Quelle porté politique ? Les analystes qui y voient une « victoire » du RN ou une défaite de la justice se trompent. La Cour d’Appel de Paris a rendu une décision de justice, fondée sur les éléments du dossier et non sur une volonté ou un besoin politique. Contrairement à la décision de première instance qui était incompréhensiblement lourde, l’arrêt de la Cour d’appel de Paris préserve à la fois le principe de la sanction (car incontestablement une peine même avec sursis reste une peine et le moindre écart à venir expose à subir les 30 mois d’inéligibilité et les 2 ans de prison suspendus). Et le principe de l’individualisation de la peine. La Cour a jugé que 15 mois et une semaine d’exécution provisoire était une sanction suffisante dans un contexte où l’ensemble des électeurs ont entendu la sanction, et que le débat démocratique méritait, vu l’ancienneté des faits, un choix libre et éclairé des électeurs.

 

Au prononcé de l’arrêt, Mme LePen se retrouvait donc libre de présenter sa candidature, si ce n’est qu’elle l’aurait présenté avec un bracelet électronique qui aurait limité ses déplacements.

 

Mme LE PEN a fait le choix de former un pourvoi en cassation pour contester la décision de culpabilité. C’est une stratégie risquée.

-          Si le pourvoi est rejeté avant la présidentielle, l’effet suspensif du pourvoi n’aura pas purgé l’obligation de porter un bracelet électronique.

-          Si le pourvoi est accepté et que l’arrêt est cassé, on retourne à la décision de première instance, qui imposait 5 ans d’inéligibilité, condamnation assortie de l’exécution provisoire.

-          Reste à savoir si le parquet va faire un pourvoi incident pour étendre le recours à l’ensemble de la décision.

L’affaire n’est donc pas finie de ce côté, pas plus que du côté de l’inéligibilité de Nicolas Sarkozi qui est portée à présent devant la Cour Européenne des Droits de l’Homme.

 

A suivre donc. Avec passion. Mais avec modération.
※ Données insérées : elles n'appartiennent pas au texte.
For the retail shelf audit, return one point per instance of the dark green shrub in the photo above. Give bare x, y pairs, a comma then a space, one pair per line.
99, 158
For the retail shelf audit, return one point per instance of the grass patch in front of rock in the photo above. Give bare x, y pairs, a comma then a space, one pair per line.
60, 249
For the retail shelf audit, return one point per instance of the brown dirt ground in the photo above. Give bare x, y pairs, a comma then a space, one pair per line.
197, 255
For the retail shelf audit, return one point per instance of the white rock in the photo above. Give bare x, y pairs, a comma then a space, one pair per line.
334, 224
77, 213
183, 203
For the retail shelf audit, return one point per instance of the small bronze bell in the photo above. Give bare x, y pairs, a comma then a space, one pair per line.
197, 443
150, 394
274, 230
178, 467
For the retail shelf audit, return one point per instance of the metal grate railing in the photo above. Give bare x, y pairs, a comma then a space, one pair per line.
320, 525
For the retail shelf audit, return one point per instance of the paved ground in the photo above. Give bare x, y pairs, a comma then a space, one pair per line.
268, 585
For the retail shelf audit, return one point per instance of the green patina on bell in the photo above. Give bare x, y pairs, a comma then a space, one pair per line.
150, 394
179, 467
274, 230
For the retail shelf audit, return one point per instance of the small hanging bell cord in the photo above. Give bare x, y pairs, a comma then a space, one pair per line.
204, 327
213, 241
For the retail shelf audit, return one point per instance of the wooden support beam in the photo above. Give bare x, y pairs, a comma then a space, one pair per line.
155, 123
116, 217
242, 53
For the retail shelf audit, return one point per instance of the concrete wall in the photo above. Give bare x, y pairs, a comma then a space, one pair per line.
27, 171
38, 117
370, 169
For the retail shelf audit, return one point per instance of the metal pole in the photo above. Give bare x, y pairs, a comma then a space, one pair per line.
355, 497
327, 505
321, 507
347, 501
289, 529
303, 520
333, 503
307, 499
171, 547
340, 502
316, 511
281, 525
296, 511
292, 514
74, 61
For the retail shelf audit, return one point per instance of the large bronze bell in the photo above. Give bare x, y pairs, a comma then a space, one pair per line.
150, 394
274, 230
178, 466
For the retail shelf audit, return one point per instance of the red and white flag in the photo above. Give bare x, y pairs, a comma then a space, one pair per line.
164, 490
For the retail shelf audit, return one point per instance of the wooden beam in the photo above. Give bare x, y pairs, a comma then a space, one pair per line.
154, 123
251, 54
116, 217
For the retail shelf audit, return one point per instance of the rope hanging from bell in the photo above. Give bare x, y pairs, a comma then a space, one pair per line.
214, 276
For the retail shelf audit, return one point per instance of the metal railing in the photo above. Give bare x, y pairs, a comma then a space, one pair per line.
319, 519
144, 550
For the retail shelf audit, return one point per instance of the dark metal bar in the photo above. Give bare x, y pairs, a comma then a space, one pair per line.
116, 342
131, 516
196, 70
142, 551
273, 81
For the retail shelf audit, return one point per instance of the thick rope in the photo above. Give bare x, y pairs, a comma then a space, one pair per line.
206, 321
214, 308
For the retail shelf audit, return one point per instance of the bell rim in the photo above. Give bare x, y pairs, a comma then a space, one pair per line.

Car le citoyen que je suis se rappelle qu’il fut un temps où les politiciens seulement soupçonnés d’irrégularité se déportaient spontanément, sans parler de la violence du châtiment du droit romain qui pouvait aller jusqu’à l’exil forcé, la confiscation des biens, voire la perte de la citoyenneté romaine, si ce n’est la mise à mort ! L’idée même qu’un candidat à une fonction publique, élective ou non, qui a été frappé d’une condamnation pénale globalement infâmante puisse néanmoins se maintenir candidat ou rester en poste pose une autre question à la démocratie : Celle de savoir quelle sorte d’homme politique la société souhaite. On sait déjà que la compétence n’est plus de mise. Peut-on encore opter pour l’honorabilité ?

On est bien loin de cet adage politique « La femme de César ne doit pas être soupçonnée ».